Primula minor

Scientific classification
- Kingdom: Plantae
- Clade: Tracheophytes
- Clade: Angiosperms
- Clade: Eudicots
- Clade: Asterids
- Order: Ericales
- Family: Primulaceae
- Genus: Primula
- Species: P. minor
- Binomial name: Primula minor Balf.f. & Kingdon-Ward
- Synonyms: Primula atuntzuensis Balf.f. & Forrest ; Primula helvenacea Balf.f. & Kingdon-Ward ; Primula petraea Balf.f. & Forrest;

= Primula minor =

- Authority: Balf.f. & Kingdon-Ward

Species of flowering plant

Primula minor is a species of flowering plant within the family Primulaceae. It was first described by Isaac Bayley Balfour and Frank Kingdon-Ward in 1915. It is a close relative of the species Primula graminifolia.

== Description ==
Primula minor is a dwarf perennial plant.
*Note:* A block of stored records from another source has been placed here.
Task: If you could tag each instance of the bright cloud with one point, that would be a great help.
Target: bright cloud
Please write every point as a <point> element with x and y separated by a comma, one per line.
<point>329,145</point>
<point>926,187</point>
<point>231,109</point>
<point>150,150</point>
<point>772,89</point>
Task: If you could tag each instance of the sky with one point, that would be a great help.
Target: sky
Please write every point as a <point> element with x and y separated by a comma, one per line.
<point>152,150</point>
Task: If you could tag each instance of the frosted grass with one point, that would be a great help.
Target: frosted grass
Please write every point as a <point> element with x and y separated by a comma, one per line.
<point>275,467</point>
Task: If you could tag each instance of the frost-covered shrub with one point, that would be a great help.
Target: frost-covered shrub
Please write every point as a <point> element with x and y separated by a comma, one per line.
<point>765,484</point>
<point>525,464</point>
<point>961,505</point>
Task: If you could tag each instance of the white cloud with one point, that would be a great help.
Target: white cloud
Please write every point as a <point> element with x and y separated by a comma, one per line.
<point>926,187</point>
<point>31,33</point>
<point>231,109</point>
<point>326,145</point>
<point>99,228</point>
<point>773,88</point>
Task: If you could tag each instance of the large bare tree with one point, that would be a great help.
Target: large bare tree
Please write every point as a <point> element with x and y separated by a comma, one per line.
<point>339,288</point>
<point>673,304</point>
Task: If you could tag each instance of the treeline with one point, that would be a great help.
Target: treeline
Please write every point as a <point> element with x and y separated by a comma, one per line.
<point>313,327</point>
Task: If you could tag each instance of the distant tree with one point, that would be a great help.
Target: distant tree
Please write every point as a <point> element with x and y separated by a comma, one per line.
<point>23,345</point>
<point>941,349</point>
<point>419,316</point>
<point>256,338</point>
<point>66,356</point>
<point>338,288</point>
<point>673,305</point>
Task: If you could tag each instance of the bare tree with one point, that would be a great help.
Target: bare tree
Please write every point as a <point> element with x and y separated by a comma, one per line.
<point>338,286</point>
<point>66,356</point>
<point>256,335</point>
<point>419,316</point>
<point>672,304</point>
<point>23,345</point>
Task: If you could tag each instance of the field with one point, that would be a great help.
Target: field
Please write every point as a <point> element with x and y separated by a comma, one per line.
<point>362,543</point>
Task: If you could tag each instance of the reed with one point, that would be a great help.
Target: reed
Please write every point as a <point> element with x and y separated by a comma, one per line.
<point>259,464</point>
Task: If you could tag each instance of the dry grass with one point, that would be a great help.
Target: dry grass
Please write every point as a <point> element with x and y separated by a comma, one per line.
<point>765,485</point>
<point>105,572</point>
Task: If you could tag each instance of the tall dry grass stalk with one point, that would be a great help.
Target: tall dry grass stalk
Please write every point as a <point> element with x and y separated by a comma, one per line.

Its leaves are green, elliptical and narrow, growing from 3-8 cm long. The leaf is cream on the underside. Each flower has five petals, which are purple in colour. The eye of the flower is white. The flower stalks are narrow and can grow up to 17 cm. The stalk can hold up to eight flowers on its tip.

== Distribution and habitat ==
Primula minor is endemic to western China. It is found in Northwest Yunnan at altitudes of 400 m or higher in both Bai Ma Shan and Da Xue Shan, growing on damp cliff faces and near waterfalls.